After I miscarried in October, I wasn’t sure what would lie ahead. Maybe we were done having children. I wrapped my head around that possibility, but also kept my heart and mind open to more.
I’m currently 13 weeks pregnant with Baby #10. I’m an open-book regarding the fear I’ve faced this pregnancy. Part of my healing process were the words of many friends that have also miscarried. I talked to them and they shared that pregnancy after miscarriage was hard in so many ways, but it was also beautiful like never before.
When I found out I was pregnant, I committed to an “attitude of gratitude” versus a mindset of anything else. I continued to tell myself why I love being pregnant, even when it’s hard. I truly believe we can either feed our mind truth or lies, and whatever choice we make has a huge effect on our daily lives.
It is easy to complain when pregnant. “I am so tired…” – “I am so sick…” – “I am so frustrated…” – “I feel so anxious!” but complaining doesn’t really get us to the other side of the hard situation. It usually just makes it worse. I love pregnancy because even when it’s hard, I realize my mind is much tougher than I give it credit for. My mind directs and leads my body. I love that I can tell myself “Eat good food (when I really don’t want to eat anything)” or “Let’s get to the gym (even when I feel like a zombie)” and my body will respond. The balance between listening to my body and my mind is delicate, but I love that pregnancy requires me to tune in mentally, physically and emotionally.
I love being pregnant because I know there is a tiny life growing inside of me. Yes, I am nauseous and tired, but all of my energy is working towards building another human. It is a miracle! Thus, I love taking naps daily, saying no to other things and focusing on this season of taking care of myself and baby. I love that it is good to rest, to slow down and to not feel like I have to be everything to everyone.
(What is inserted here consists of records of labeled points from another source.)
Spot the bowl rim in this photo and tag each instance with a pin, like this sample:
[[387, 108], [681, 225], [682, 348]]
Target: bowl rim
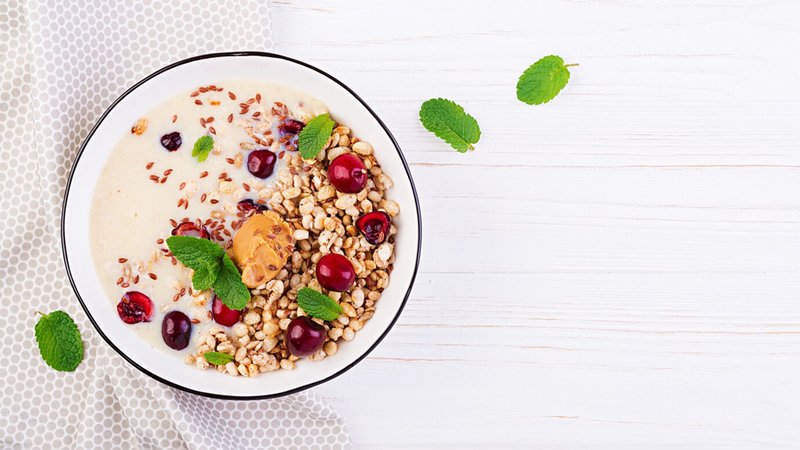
[[211, 394]]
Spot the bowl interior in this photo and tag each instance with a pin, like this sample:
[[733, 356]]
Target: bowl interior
[[346, 108]]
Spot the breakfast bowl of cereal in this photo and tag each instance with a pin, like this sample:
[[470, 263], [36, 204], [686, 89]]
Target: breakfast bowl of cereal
[[241, 226]]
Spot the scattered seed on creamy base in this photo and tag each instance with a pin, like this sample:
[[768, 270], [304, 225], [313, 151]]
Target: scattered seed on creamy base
[[151, 184]]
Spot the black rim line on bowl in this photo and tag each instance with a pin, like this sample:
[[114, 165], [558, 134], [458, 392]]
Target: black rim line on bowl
[[219, 55]]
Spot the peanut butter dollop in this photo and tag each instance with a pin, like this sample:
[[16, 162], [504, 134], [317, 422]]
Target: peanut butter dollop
[[261, 247]]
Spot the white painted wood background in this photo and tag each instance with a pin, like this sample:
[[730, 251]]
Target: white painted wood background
[[617, 269]]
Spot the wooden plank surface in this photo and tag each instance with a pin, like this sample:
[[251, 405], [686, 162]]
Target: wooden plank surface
[[617, 269]]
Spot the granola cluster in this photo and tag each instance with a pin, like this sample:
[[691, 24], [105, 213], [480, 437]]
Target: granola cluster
[[324, 222]]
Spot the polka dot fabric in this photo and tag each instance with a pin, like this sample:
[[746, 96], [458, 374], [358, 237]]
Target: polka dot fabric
[[63, 64]]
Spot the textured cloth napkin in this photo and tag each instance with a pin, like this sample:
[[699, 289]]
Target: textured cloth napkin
[[63, 63]]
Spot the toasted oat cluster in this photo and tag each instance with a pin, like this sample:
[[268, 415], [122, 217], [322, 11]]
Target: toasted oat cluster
[[324, 221]]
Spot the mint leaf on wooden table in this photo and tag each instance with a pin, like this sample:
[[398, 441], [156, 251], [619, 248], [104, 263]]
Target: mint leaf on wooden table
[[202, 147], [316, 304], [59, 341], [212, 267], [543, 80], [229, 287], [315, 135], [217, 358], [450, 122]]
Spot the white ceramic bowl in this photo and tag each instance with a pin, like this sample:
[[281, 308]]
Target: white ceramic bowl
[[346, 107]]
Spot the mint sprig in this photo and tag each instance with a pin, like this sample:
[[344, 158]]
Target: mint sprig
[[202, 147], [543, 80], [59, 341], [217, 358], [213, 269], [315, 135], [448, 120], [316, 304]]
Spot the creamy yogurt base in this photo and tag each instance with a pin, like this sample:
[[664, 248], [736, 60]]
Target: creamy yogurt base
[[131, 212]]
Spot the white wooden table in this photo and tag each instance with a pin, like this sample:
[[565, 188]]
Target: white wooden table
[[617, 269]]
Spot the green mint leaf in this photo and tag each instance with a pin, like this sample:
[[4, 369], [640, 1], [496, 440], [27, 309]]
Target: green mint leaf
[[217, 358], [59, 341], [195, 253], [316, 304], [229, 287], [315, 135], [543, 80], [448, 121], [202, 147], [205, 275]]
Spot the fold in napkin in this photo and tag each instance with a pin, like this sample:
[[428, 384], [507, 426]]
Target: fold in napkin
[[64, 62]]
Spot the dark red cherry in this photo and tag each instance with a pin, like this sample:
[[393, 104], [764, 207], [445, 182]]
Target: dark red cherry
[[304, 337], [249, 207], [171, 141], [261, 163], [291, 126], [347, 173], [335, 272], [176, 329], [191, 229], [135, 307], [222, 314], [374, 226]]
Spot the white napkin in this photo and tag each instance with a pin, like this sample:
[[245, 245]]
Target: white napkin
[[63, 63]]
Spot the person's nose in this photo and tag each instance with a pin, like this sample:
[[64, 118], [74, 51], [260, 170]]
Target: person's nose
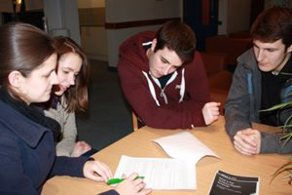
[[167, 69], [71, 79], [260, 55], [54, 79]]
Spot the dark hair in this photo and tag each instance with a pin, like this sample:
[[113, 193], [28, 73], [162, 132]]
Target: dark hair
[[23, 47], [273, 24], [77, 95], [179, 37]]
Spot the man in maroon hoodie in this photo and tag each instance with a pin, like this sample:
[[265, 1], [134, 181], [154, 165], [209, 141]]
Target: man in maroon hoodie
[[164, 80]]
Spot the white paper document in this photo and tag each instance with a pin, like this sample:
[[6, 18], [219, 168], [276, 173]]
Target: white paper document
[[160, 173], [184, 146]]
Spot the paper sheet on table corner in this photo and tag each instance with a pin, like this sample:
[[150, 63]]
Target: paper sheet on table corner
[[184, 146], [160, 173]]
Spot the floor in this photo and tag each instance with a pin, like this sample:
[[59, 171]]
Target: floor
[[108, 118]]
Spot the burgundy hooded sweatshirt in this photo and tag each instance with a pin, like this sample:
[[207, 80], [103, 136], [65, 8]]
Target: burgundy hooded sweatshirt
[[178, 104]]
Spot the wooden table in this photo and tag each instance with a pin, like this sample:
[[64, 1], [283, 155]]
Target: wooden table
[[139, 144]]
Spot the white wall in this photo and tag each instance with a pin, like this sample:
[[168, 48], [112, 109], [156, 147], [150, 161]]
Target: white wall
[[93, 38], [238, 15], [90, 3], [94, 42], [134, 10]]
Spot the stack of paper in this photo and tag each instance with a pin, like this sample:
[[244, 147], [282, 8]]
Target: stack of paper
[[160, 173], [165, 173], [184, 146]]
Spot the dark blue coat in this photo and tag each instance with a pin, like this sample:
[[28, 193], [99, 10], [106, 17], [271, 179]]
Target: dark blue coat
[[27, 155]]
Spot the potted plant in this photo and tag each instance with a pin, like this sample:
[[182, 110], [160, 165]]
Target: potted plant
[[287, 136]]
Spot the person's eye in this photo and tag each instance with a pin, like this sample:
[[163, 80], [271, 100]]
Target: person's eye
[[271, 50]]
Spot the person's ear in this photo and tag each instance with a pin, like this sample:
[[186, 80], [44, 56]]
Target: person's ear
[[15, 78], [289, 48], [154, 42]]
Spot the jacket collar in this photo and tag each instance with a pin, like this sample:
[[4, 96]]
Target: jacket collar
[[29, 131]]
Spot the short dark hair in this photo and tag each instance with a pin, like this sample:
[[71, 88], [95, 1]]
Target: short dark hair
[[273, 24], [179, 37], [77, 95], [23, 47]]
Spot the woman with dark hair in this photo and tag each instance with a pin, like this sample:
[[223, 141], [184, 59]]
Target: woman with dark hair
[[28, 61], [70, 96]]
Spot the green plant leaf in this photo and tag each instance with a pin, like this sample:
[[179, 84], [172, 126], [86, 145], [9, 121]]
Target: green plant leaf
[[278, 106], [284, 168]]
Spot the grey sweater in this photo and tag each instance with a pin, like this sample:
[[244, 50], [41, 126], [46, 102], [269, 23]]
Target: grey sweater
[[68, 128], [244, 102]]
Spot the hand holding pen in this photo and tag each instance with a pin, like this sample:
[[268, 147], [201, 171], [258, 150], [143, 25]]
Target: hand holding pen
[[132, 185]]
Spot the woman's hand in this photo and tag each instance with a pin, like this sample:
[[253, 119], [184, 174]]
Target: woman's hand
[[97, 171], [247, 141], [80, 148], [132, 186], [211, 112]]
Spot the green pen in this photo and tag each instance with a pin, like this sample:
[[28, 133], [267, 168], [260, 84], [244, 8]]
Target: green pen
[[119, 180]]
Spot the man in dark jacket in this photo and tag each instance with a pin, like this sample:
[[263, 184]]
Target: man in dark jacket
[[164, 80], [260, 78]]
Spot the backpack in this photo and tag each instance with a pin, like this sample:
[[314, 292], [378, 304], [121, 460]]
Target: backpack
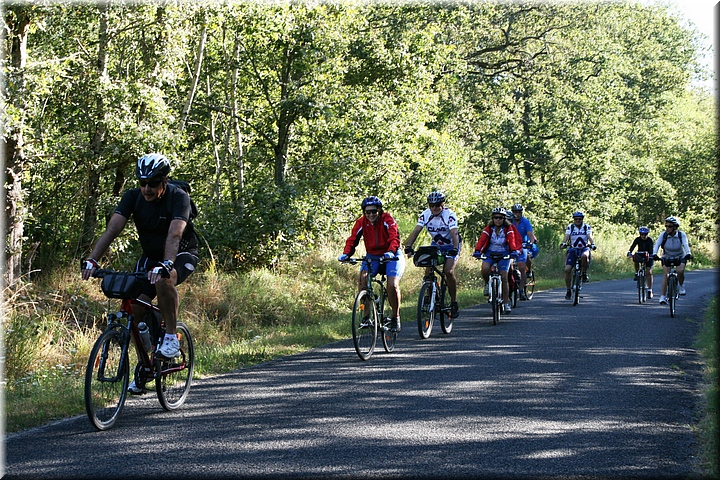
[[664, 234]]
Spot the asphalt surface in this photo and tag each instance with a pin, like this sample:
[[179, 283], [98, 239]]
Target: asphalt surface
[[607, 388]]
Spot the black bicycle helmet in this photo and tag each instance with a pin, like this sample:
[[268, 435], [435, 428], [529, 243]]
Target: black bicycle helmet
[[152, 165], [371, 200], [436, 197]]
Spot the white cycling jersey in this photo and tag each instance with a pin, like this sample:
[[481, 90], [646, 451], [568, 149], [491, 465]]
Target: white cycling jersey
[[439, 226], [578, 236]]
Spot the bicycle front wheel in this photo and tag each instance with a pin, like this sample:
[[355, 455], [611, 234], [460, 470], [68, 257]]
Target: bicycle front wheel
[[173, 381], [672, 294], [106, 380], [496, 299], [364, 325], [577, 283], [641, 287], [530, 285], [426, 315], [446, 320]]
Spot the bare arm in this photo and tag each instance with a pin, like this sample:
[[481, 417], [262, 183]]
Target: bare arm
[[115, 226]]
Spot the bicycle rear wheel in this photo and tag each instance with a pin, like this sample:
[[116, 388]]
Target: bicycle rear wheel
[[672, 294], [577, 284], [446, 320], [530, 284], [495, 299], [425, 315], [106, 380], [364, 325], [174, 376]]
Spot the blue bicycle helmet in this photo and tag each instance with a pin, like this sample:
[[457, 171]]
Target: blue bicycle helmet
[[436, 197], [371, 200]]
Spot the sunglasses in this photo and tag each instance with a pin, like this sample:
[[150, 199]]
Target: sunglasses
[[150, 183]]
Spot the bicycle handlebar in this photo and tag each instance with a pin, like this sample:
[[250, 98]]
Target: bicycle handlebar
[[353, 261], [102, 272]]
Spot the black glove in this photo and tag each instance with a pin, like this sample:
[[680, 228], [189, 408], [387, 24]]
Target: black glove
[[164, 269], [89, 264]]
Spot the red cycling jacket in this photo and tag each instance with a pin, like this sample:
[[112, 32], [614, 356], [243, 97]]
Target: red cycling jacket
[[379, 238], [512, 236]]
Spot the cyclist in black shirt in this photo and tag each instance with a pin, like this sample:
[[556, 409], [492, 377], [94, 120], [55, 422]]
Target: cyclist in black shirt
[[161, 212], [645, 244]]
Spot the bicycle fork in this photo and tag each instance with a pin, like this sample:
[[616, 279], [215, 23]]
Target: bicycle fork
[[433, 295]]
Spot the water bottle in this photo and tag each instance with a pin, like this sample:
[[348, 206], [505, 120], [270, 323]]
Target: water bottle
[[145, 336]]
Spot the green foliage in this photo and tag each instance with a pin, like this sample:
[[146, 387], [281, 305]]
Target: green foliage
[[301, 110]]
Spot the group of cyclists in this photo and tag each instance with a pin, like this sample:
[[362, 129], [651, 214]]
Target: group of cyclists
[[507, 232], [676, 251], [161, 212]]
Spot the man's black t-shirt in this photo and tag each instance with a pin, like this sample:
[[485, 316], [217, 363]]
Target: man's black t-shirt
[[152, 220]]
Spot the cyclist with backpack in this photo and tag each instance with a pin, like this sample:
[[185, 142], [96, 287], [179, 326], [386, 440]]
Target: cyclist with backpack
[[441, 224], [644, 243], [527, 236], [578, 236], [381, 236], [499, 236], [162, 213], [674, 244]]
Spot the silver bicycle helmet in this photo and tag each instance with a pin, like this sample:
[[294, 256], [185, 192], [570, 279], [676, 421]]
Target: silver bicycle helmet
[[673, 221]]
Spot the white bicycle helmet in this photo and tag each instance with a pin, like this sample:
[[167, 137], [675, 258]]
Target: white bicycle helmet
[[152, 165]]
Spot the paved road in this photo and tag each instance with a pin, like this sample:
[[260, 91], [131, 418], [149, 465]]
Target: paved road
[[607, 388]]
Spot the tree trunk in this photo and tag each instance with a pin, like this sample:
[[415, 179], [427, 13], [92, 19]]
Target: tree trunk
[[97, 136], [18, 22], [196, 77]]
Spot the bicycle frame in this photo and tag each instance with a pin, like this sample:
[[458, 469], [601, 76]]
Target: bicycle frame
[[642, 259], [432, 298], [495, 282], [365, 346], [576, 276], [105, 396]]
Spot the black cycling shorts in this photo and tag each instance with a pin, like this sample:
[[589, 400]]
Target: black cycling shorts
[[184, 263]]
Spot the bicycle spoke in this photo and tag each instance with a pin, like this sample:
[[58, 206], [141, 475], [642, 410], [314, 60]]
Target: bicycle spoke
[[106, 380]]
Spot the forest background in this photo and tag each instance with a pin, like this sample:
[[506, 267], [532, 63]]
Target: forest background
[[284, 115]]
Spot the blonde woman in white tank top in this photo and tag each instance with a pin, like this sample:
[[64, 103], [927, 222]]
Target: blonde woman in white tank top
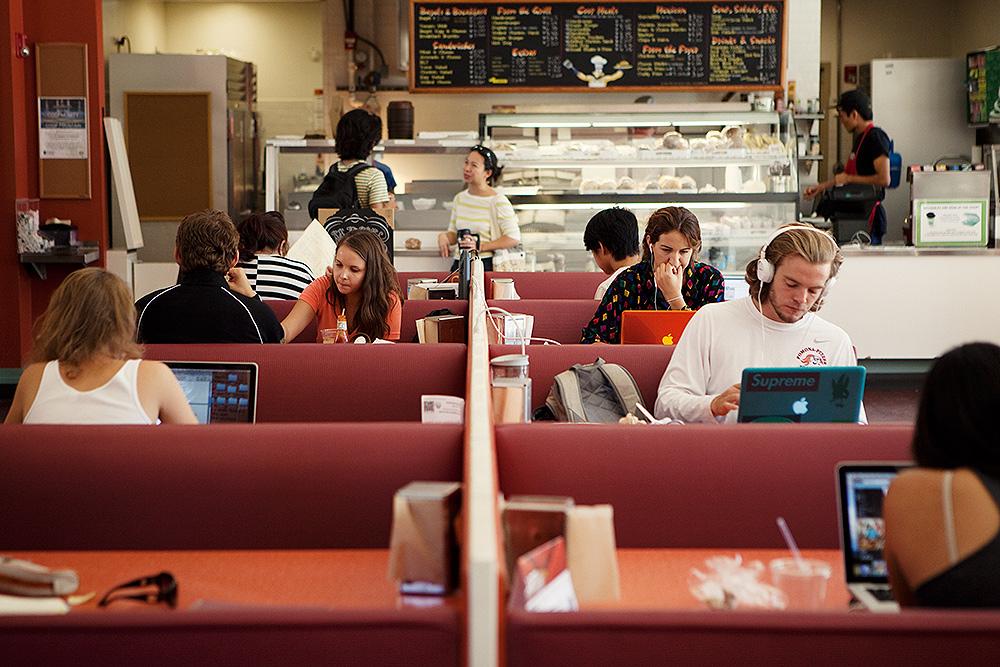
[[87, 368]]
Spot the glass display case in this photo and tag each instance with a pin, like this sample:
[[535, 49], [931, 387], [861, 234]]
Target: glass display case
[[734, 168]]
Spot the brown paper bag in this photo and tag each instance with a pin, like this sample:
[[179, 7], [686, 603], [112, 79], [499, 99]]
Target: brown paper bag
[[423, 547], [592, 554]]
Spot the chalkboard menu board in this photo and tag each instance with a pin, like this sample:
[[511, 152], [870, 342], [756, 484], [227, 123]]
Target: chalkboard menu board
[[569, 45]]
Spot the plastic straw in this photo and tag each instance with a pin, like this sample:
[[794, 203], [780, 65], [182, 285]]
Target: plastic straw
[[790, 541]]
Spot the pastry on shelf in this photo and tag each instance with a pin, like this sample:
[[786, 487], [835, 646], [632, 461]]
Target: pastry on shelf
[[734, 136], [675, 141], [626, 183], [669, 183], [688, 183]]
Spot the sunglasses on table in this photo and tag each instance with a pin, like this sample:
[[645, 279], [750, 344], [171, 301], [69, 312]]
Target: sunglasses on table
[[166, 590]]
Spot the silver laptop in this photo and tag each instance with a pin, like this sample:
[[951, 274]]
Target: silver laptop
[[219, 392], [861, 488]]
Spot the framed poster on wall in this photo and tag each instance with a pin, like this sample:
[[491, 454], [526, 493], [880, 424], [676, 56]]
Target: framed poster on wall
[[950, 222]]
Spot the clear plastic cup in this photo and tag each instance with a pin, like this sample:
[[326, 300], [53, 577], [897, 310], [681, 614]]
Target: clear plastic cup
[[802, 581]]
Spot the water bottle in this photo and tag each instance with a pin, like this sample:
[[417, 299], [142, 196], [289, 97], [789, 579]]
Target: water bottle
[[341, 329]]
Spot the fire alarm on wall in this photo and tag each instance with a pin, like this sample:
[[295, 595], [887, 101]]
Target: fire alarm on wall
[[21, 45]]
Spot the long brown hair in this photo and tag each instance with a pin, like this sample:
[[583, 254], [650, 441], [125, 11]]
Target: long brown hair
[[672, 219], [380, 282], [91, 313]]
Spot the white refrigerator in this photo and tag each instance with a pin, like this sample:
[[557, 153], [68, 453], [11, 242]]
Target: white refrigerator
[[920, 103]]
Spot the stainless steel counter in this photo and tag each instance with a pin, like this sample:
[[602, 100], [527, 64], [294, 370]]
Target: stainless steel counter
[[912, 251]]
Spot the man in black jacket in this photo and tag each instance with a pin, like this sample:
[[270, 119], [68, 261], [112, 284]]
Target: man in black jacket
[[868, 164], [212, 301]]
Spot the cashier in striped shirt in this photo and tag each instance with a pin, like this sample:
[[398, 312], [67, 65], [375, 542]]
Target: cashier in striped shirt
[[487, 214]]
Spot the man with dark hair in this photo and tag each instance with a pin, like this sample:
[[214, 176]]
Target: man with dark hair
[[869, 160], [212, 301], [612, 237]]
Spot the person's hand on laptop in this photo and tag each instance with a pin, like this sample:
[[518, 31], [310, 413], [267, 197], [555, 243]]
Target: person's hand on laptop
[[238, 282], [726, 402], [668, 280]]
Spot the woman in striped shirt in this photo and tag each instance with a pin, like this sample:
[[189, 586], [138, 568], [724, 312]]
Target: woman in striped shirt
[[263, 244], [481, 210]]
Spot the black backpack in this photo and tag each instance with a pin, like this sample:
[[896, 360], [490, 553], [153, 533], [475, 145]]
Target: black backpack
[[338, 190]]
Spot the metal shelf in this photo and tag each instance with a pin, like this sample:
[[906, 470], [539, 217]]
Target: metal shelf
[[652, 163], [81, 255], [664, 198]]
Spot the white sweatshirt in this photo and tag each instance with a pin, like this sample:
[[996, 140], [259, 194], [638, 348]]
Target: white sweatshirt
[[724, 338]]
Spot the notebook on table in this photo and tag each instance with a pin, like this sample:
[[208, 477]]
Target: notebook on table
[[219, 392], [806, 394], [861, 488], [654, 327]]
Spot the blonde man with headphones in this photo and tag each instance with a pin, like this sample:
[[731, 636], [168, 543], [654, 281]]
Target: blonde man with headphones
[[776, 326]]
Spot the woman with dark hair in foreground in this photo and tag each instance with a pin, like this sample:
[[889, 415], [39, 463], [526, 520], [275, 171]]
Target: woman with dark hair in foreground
[[942, 518]]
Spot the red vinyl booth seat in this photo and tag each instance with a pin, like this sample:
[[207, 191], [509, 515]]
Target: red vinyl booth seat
[[262, 636], [561, 320], [747, 638], [698, 485], [548, 285], [646, 363], [264, 486], [316, 383]]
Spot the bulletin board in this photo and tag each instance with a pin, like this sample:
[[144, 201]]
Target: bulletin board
[[61, 84], [169, 141]]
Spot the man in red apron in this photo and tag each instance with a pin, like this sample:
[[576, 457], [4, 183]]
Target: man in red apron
[[868, 163]]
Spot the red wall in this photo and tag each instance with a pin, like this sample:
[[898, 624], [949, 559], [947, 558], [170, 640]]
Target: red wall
[[23, 296]]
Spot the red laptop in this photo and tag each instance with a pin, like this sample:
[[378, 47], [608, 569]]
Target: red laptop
[[654, 327]]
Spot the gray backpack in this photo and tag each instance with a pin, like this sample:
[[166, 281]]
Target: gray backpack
[[594, 393]]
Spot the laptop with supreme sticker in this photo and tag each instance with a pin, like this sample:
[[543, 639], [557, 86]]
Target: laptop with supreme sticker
[[804, 394], [861, 489], [654, 327], [219, 392]]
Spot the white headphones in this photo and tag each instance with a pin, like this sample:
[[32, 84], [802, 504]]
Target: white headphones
[[765, 269]]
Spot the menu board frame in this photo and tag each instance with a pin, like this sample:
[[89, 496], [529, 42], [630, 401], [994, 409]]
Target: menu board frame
[[412, 73]]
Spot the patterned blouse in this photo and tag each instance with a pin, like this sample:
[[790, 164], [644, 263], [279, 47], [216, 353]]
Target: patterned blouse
[[634, 290]]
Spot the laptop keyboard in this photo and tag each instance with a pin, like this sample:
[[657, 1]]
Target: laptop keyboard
[[881, 594]]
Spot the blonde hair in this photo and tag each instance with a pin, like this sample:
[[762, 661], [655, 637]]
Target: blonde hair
[[808, 244], [91, 313]]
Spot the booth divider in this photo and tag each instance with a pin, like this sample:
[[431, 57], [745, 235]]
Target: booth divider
[[344, 383], [483, 585]]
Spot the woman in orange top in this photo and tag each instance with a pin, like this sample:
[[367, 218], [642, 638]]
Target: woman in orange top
[[363, 286]]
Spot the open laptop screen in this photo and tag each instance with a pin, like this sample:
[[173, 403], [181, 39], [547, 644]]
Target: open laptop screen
[[862, 489], [654, 327], [802, 394], [219, 392]]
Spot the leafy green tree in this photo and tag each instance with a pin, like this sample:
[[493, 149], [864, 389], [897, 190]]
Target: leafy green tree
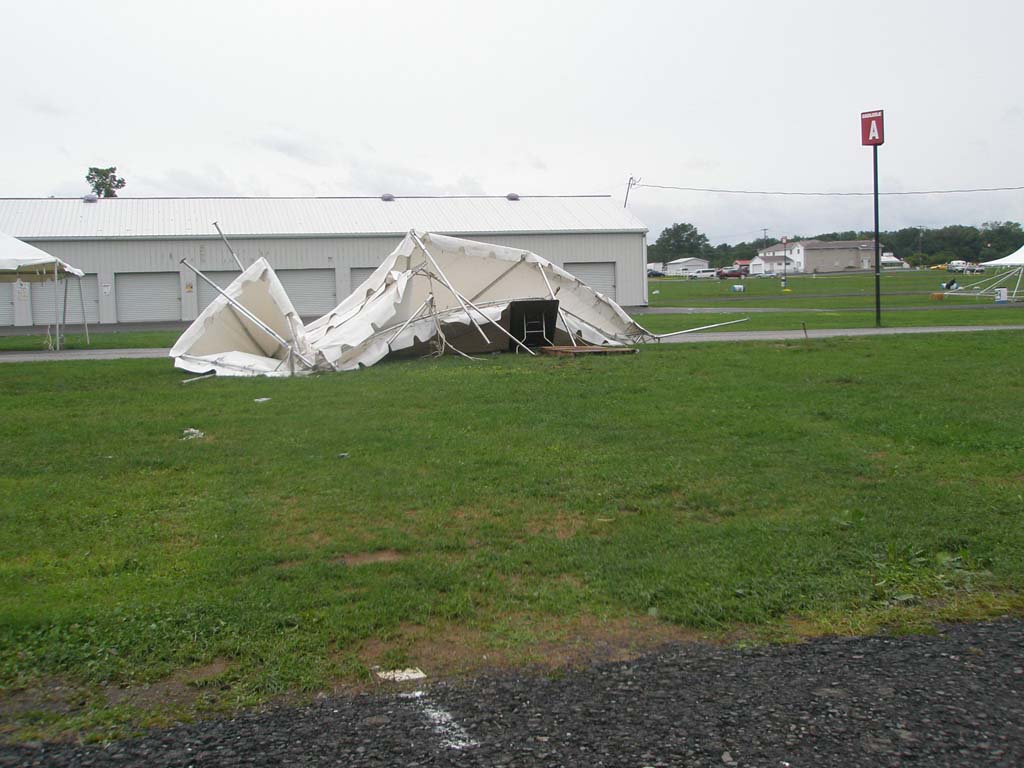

It is hard knowing that tomorrow is not promised, whether for this baby or myself, but I love being pregnant because my faith is stretched. I love being reminded that there is a God, a God that loves me and my family more than I ever could. I love feeling the weight of so much responsibility, but then casting it on Jesus and knowing that I really have no control. I love how pregnancy forces me to pray for things like energy, strength and gentleness (those raging hormones are the realest). It’s easy to become self-reliant, but the hard things about pregnancy show me where I am weak. Relying on God gives me more and more faith, and for that I am forever in love.
Whatever you are walking through that feels hard, I am hoping you can find a few things to love about it. You will get to the other side and a renewed mindset helps us see that hard is not bad. Hard seasons, hard pregnancies and hard lessons often turn into the most beautiful stories of redemption.